Has usado el tiempo adecuado. Sólo una matiz de vocabulario, yo usaría: Después de que llegara...

Un saludo!


----------



## eidolon21

Sorry, I must have heard otherwise... Let's wait before you take my opinion!


----------



## Dudu678

eidolon21 said:


> In this case, it's a certain fact that the goods arrived, so just say, "vinieron"
> 
> Most of the time you'll use the subjunctive after "Antes de que" except for certain facts "Before I ate, I did this..."  = "Antes de (que?) comí, hice..."


I'm afraid you're wrong.

In this case it'd be _vinieron_.

Besides _antes de que comí_ is wrong, I'd just say _antes de comer_ or if you want to conjugate it, _antes de que yo comiera._


----------



## tomstaph

Just out of curiosity, which would be used in this case: the conditional or the subjunctive?

I didn't think she would come.

No creía que vendría or no creía que viniera.  

Thanks again,

Tom


----------



## eidolon21

Ok thanks!


----------



## Dudu678

tomstaph said:


> Just out of curiosity, which would be used in this case: the conditional or the subjunctive?
> 
> I didn't think she would come.



I think the most common would be:
_
No creía que ella fuera a venir.
No creí que ella viniera._


----------



## raramuristar

tomstaph said:


> After the goods arrived, they were transported on a ship.
> 
> Despues de que viniera la mercancia, fue transportada por barco.
> 
> Is this sentence correct? Is it "vino." Is the subjunctive case always used before the expressions "despues de que" and "antes de que?"
> 
> Thanks,
> 
> Tom


 
I have several questions:

a) How did the goods arrive?
b) By surface transport: Mule, Truck, railroad or Airplane? 
c) Why should it be transported again?

In my opinion, your translation is right. My version would be:

"Después de que llegó la mercancía, se transportó (en esta ocasión) por barco."

Saludos,

rarámuristar-México


----------



## tomstaph

So it is llegó or llegara?


----------



## Dudu678

tomstaph said:


> So it is llegó or llegara?


For me, _llegara_.


----------



## tomstaph

Is there a regional difference that might be accounting for this?


----------



## raramuristar

tomstaph said:


> So it is llegó or llegara?


 
Arrived is a past tense or not?

The goods arrived on time.  "La mercancía llegó a tiempo. There is no question: It DID arrive. Right? Now, How did it arrive?

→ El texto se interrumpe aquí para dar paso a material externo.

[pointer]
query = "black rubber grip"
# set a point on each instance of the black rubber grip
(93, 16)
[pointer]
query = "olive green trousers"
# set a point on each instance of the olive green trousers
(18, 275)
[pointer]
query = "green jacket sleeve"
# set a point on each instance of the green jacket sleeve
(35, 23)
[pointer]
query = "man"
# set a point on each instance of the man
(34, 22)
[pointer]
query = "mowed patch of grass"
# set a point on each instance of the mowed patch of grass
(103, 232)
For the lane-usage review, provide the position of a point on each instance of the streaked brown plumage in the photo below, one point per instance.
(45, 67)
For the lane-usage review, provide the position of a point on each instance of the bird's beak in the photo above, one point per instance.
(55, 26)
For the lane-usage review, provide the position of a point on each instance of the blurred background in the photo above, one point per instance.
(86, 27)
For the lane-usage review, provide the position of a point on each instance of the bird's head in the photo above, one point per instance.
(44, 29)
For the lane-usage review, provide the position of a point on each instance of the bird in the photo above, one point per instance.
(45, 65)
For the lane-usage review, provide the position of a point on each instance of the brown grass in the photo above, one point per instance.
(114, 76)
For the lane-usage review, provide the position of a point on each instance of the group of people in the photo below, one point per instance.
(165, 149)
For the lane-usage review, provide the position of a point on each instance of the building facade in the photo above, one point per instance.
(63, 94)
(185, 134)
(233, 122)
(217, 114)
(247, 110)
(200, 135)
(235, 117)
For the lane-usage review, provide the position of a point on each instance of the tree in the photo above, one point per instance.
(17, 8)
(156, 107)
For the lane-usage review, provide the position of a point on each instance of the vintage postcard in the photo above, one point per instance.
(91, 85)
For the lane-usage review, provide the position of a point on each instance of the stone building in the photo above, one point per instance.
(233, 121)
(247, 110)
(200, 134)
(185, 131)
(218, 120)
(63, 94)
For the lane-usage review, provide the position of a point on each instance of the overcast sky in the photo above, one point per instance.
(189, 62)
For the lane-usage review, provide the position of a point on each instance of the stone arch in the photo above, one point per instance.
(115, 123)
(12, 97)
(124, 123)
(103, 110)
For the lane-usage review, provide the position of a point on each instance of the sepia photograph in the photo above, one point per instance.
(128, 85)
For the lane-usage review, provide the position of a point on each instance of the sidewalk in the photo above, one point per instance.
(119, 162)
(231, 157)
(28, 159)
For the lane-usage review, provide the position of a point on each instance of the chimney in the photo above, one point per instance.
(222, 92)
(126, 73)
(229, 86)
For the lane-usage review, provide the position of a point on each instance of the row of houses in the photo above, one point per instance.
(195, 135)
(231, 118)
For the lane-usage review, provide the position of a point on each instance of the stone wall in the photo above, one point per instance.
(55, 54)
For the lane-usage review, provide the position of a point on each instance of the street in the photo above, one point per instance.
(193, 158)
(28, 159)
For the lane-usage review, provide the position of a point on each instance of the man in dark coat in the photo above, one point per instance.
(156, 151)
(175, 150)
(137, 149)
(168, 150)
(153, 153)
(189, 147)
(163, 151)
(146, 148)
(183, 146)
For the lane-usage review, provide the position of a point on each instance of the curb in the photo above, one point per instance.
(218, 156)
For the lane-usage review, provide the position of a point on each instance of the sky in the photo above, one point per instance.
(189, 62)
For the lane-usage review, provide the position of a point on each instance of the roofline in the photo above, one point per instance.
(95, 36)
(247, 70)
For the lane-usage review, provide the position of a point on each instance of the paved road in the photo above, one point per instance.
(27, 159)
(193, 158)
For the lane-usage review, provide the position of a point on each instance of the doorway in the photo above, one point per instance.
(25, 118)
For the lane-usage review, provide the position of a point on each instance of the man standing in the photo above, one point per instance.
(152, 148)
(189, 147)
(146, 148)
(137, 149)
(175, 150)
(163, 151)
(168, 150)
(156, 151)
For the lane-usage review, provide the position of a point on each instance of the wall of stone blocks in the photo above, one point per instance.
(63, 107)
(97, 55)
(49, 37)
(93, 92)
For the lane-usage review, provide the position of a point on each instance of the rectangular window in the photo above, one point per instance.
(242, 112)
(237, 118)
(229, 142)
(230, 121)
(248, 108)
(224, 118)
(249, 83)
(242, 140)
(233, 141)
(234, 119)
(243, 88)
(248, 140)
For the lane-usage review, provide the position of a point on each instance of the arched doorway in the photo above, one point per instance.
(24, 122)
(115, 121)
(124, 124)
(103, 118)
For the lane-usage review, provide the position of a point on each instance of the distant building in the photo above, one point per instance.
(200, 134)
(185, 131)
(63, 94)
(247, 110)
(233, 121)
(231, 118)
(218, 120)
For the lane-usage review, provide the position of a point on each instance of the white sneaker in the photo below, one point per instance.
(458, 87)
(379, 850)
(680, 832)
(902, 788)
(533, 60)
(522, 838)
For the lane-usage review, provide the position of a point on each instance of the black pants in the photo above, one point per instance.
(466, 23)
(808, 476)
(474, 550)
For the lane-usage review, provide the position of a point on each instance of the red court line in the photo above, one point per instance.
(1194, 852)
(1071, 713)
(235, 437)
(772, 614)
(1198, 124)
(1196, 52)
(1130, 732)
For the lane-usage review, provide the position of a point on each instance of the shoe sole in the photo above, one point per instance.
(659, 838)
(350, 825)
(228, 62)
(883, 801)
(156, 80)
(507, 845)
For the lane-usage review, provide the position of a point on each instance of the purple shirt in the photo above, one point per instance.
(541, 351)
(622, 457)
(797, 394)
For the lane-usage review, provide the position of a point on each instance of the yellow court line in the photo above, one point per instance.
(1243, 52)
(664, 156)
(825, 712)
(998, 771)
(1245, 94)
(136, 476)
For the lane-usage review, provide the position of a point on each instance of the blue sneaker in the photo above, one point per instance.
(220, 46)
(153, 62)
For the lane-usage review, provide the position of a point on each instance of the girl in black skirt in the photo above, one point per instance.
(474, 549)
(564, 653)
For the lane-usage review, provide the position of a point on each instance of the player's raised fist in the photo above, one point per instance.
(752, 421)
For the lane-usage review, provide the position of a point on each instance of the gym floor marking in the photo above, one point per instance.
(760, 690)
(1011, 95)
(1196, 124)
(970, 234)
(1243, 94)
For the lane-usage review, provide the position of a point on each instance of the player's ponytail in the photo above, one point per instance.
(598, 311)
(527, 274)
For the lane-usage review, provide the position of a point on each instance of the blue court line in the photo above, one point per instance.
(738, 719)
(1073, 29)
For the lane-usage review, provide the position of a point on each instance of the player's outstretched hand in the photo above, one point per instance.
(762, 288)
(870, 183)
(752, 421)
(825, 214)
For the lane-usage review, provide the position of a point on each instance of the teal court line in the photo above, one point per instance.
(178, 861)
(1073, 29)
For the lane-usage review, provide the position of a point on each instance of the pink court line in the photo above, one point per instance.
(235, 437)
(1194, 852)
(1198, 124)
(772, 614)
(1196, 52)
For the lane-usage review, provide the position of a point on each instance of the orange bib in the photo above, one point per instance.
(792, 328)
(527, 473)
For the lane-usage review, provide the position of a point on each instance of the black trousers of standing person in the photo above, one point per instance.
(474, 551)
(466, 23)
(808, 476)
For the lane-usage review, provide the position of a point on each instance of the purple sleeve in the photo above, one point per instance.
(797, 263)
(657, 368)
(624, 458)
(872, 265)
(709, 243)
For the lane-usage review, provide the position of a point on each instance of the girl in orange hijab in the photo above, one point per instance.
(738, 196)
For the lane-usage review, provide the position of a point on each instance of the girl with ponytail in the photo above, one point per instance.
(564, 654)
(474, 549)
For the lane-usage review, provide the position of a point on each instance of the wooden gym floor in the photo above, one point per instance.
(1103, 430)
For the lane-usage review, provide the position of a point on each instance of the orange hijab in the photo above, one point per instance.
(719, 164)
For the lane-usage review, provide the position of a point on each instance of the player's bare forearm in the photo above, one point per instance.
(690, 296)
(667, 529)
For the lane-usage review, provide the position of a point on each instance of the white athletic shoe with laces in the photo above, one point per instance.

If the goods arrived on time...  "Si la mercancía llegara a tiempo."

The goods will arrive on time.  "La mercancía llegará a tiempo.

Does it make any sense? I wonder.

regards,

rarámuristar-México


----------



## eidolon21

This is pure speculation, but it sounds like in Spain the subjunctive is always used after "despues de que", while in Latin America there are exceptions which allow the indicative to be used?  Does somebody want to refute/support this?


----------



## tomstaph

Raramuristar - The purpose of my inquirity to better understand grammar not sentence structure.  

Thanks,

Tom


----------



## Dudu678

eidolon21 said:


> This is pure speculation, but it sounds like in Spain the subjunctive is always used after "despues de que", while in Latin America there are exceptions which allow the indicative to be used?  Does somebody want to refute/support this?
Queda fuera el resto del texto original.